Even later, weer telefoon. “Ja, het is geregeld, Corry en John zitten om 15:00 uur op je te wachten bij Johanna’s Hof in Castricum”. De locatie is mij bekend, maar roept de nodige vraagtekens op. “Eh, Castricum? Waarom dat? Ze treden toch op in Heemskerk, op het strand?”, vraag ik voor alle zekerheid. “Ja, dat is wel zo, maar dit was gemakkelijk te vinden”. Ik leg de telefoon weer neer en bereid me voor op een interview met de twee artiesten, twee dagen later.
Zondagmiddag. Mijn planning is als volgt: om 15:00 uur ontmoet ik Corry Konings en John de Bever in Castricum, rond 15:30 rijd ik terug naar Beverwijk en breng de opnameapparatuur naar de studio. Vervolgens voeg ik me rond 16:00 uur bij de bezoekers van een omroepcollega die zijn verjaardag viert. Hij weet dat ik later in de middag pas zal verschijnen, want hij belde zaterdag nog even om te horen of ik zou komen.
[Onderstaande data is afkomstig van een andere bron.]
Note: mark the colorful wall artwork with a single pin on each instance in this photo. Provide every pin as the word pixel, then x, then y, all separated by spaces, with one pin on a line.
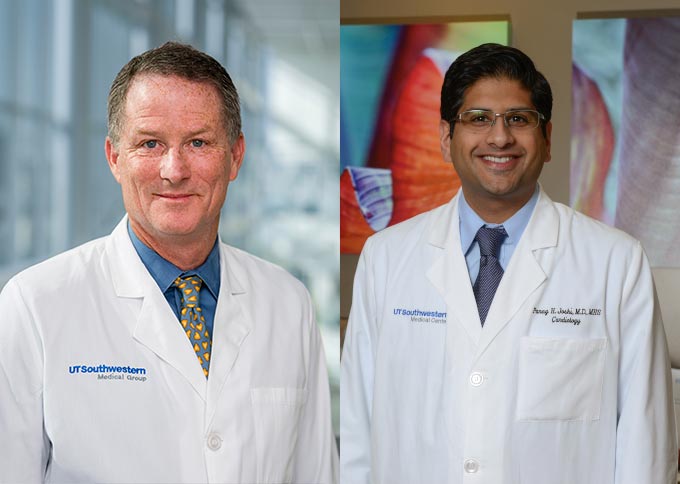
pixel 390 83
pixel 625 147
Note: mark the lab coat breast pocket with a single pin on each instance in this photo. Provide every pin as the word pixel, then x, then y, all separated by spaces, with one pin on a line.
pixel 560 378
pixel 276 413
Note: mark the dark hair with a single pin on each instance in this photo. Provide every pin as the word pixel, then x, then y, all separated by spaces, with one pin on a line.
pixel 174 59
pixel 496 61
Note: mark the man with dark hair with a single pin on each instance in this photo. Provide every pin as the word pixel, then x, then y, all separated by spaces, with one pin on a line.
pixel 504 338
pixel 159 353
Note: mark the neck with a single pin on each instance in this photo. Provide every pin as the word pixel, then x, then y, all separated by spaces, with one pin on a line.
pixel 496 210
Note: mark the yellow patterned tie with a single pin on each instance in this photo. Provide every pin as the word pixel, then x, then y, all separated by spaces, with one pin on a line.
pixel 192 319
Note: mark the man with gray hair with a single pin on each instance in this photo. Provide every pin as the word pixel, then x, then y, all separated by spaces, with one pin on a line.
pixel 159 353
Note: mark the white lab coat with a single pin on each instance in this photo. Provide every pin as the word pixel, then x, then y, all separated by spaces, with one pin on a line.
pixel 263 416
pixel 568 382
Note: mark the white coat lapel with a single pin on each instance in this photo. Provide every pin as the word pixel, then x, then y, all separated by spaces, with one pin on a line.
pixel 449 273
pixel 156 325
pixel 524 274
pixel 232 325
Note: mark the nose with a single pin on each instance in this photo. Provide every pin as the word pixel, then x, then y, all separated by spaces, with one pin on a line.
pixel 175 166
pixel 499 134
Ik lig vrij aardig op schema als ik om 15:01 uur het terrein van Johanna’s Hof in Castricum oprijdt. Wat een drukte! Ik moet eerst drie rondjes over het parkeerterrein maken voordat ik mijn auto uiteindelijk weet te stallen op een halve parkeerplaats, daarbij een deel van de weg eromheen gebruikend. Maar goed, het ding staat en ik moet snel naar binnen. Die mensen moeten straks optreden en kunnen niet wachten…
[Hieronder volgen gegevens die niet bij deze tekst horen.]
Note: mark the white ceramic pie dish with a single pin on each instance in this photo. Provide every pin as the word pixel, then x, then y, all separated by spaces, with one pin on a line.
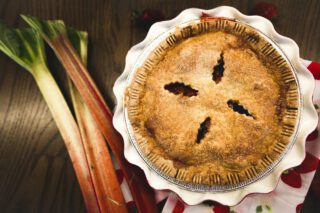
pixel 265 183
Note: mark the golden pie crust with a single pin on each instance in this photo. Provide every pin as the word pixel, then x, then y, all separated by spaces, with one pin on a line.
pixel 235 147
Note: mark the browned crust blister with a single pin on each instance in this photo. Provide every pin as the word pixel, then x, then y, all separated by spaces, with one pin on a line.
pixel 288 111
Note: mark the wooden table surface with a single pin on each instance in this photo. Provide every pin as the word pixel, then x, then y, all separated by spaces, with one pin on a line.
pixel 36 174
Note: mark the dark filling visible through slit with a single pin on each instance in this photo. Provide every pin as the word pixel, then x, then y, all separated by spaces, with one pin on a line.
pixel 218 70
pixel 233 104
pixel 180 88
pixel 203 129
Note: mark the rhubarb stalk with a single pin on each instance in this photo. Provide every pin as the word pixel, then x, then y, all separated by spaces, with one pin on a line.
pixel 26 48
pixel 54 33
pixel 105 181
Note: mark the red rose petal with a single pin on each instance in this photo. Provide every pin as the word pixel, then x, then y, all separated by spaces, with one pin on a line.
pixel 310 163
pixel 313 135
pixel 299 207
pixel 179 208
pixel 292 179
pixel 219 208
pixel 314 68
pixel 204 15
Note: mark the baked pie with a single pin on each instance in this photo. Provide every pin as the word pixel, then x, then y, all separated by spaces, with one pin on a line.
pixel 215 103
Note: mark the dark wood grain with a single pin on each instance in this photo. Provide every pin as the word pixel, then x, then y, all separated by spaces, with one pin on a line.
pixel 35 171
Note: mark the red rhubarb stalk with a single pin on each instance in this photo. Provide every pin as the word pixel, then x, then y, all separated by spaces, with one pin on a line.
pixel 26 47
pixel 105 180
pixel 54 33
“Goedemiddag, mag ik u iets vragen?” De bedrijfsleider van het restaurant kijkt me vragend en onderzoekend aan. “Ik heb hier om 15:00 uur een afspraak met Corry Konings voor een interview, weet u misschien of zij al is gearriveerd?” De naam John de Bever laat ik maar achterwege, want die zal de goede man vast niet kennen, zo veronderstel ik. “Corry Konings? Hier? Nee, niet gezien. Binnen is ze in elk geval niet. Misschien op het terras”. Langzaam glijden zijn en mijn ogen over de mensenmassa links en rechts voor de hoofdingang van het restaurant. Geen spoor van Corry en John. Ze zal het toch niet zijn vergeten? Nee, vast niet. Ze is immers een professioneel artiest die haar zaakjes goed voor elkaar heeft. Er zal wel ergens een file staat, zo houd ik mezelf voor. Ik ga er vooralsnog vanuit dat ze elk moment voor mij kan staan en we aan de slag kunnen.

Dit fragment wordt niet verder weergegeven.